Pintou uma desconfiança quando a notícia de que Bruce Springsteen havia ensaiado Sociedade Alternativa na passagem de som do show em São Paulo começou a circular. Apesar de a escolha mostrar que Bruce estava ao menos bem assessorado, era inevitável pensar que seria mais um daquelas números padrões que artistas gringos fazem para agradar a platéia local.
E como Bruce costuma fazer isso por todo lugar que passa - no Chile cantou uma música de Victor Jara - não foi difícil imaginar que seria apenas uma gracinha a fazer no palco, como aqueles que costumam dedilhar algumas notas e cantar as frases iniciais de Garota de Ipanema enquanto fazem uma pausa rápida no próprio repertório.

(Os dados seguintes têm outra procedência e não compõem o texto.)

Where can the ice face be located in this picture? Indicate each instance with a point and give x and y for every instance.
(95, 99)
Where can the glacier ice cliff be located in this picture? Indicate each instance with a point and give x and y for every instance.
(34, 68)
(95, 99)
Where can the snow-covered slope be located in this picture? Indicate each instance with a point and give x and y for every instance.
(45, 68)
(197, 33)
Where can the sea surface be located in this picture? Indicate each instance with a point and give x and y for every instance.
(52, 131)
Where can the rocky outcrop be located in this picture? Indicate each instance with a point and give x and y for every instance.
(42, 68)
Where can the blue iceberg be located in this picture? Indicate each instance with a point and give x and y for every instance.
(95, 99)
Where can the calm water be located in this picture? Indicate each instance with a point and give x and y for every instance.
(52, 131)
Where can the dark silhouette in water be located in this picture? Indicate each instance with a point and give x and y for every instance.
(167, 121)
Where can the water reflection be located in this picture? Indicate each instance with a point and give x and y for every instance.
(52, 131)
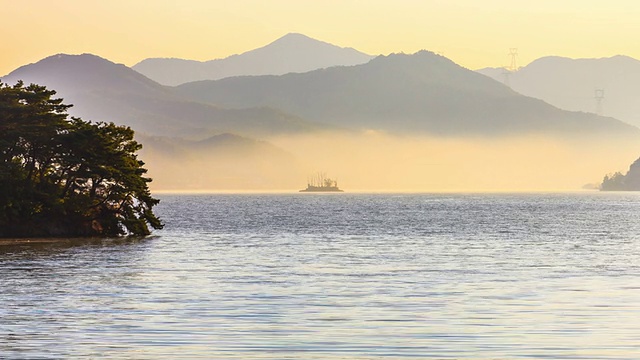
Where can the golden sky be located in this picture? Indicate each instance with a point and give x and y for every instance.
(473, 33)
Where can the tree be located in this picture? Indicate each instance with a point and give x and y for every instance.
(63, 176)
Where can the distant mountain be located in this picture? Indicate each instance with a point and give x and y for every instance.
(571, 84)
(103, 91)
(423, 92)
(290, 53)
(224, 161)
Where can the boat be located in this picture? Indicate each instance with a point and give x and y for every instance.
(321, 183)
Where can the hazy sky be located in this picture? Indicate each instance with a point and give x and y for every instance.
(473, 33)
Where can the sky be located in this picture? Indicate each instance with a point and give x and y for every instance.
(473, 33)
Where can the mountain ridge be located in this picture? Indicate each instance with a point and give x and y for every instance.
(101, 90)
(571, 84)
(418, 92)
(292, 52)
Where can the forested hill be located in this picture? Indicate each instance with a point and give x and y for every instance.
(290, 53)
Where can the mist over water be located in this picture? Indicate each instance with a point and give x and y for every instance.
(376, 161)
(339, 276)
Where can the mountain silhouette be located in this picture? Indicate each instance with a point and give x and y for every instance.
(423, 92)
(224, 161)
(290, 53)
(104, 91)
(571, 84)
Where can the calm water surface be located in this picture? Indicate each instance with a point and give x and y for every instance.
(342, 276)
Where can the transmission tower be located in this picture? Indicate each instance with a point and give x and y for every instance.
(599, 96)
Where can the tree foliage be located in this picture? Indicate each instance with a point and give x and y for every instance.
(63, 176)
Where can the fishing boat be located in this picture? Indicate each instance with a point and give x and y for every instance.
(321, 183)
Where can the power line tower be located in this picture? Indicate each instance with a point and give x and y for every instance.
(599, 96)
(512, 68)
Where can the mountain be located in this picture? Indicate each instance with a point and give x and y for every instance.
(103, 91)
(423, 92)
(224, 161)
(571, 84)
(290, 53)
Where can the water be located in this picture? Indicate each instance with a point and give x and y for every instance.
(339, 276)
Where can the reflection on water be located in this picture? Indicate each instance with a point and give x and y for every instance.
(339, 276)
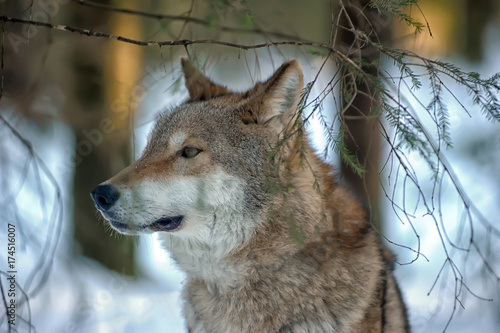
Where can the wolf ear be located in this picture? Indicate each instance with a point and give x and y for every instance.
(199, 86)
(280, 96)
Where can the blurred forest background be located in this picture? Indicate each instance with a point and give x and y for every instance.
(76, 107)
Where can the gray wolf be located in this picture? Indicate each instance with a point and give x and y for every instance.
(269, 241)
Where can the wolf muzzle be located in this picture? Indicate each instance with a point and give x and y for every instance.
(104, 196)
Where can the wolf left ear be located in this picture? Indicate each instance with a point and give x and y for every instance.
(199, 86)
(280, 96)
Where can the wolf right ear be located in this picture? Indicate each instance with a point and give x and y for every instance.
(278, 98)
(199, 86)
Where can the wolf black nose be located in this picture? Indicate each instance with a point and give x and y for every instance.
(104, 196)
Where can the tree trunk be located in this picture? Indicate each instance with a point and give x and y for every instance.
(100, 116)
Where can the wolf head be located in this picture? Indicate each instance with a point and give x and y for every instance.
(205, 169)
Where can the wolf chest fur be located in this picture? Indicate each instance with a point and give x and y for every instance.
(229, 180)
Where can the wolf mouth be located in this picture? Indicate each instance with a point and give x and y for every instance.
(163, 224)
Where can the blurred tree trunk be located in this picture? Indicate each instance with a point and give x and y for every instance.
(100, 115)
(477, 16)
(361, 129)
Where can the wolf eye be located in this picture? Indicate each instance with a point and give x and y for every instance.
(190, 152)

A noite chegou e logo os primeiros relatos de quem estava no Espaço das Américas começavam a dar conta de uma performance memorável da música, com direito à letra inteira do hino escrito por Raul Seixas e Paulo Coelho em 1974. Não demorou e vídeos começavam a pipocar no YouTube.
Os segundos iniciais com um arranjo calcado na percussão e a frase “Essa é pro Brasil” ainda não seriam suficientes para desfazer a desconfiança e até davam margem para imaginar que viria uma versão abatucada do clássico libertário de Raul. Mas o pé atrás foi embora quando o naipe de metais e o coro entrou com força. Bruce Springsteen não só decorou a letra como parece ter incorporado o espírito dela, embora sua performance seja mais alegre e não tão raivosa e debochada como as de Raul.
O número de abertura do show de Springsteen ganhou ainda mais força no show do Rock In Rio com a amplitude da grande platéia ao ar livre e o agradecimento nominal a Raul Seixas no início e no fim da canção, o que não havia ocorrido em São Paulo.
Uma digna homenagem de um roqueiro nascido nos Estados Unidos para outro nascido na Bahia, mas que às vezes parecia born in the USA.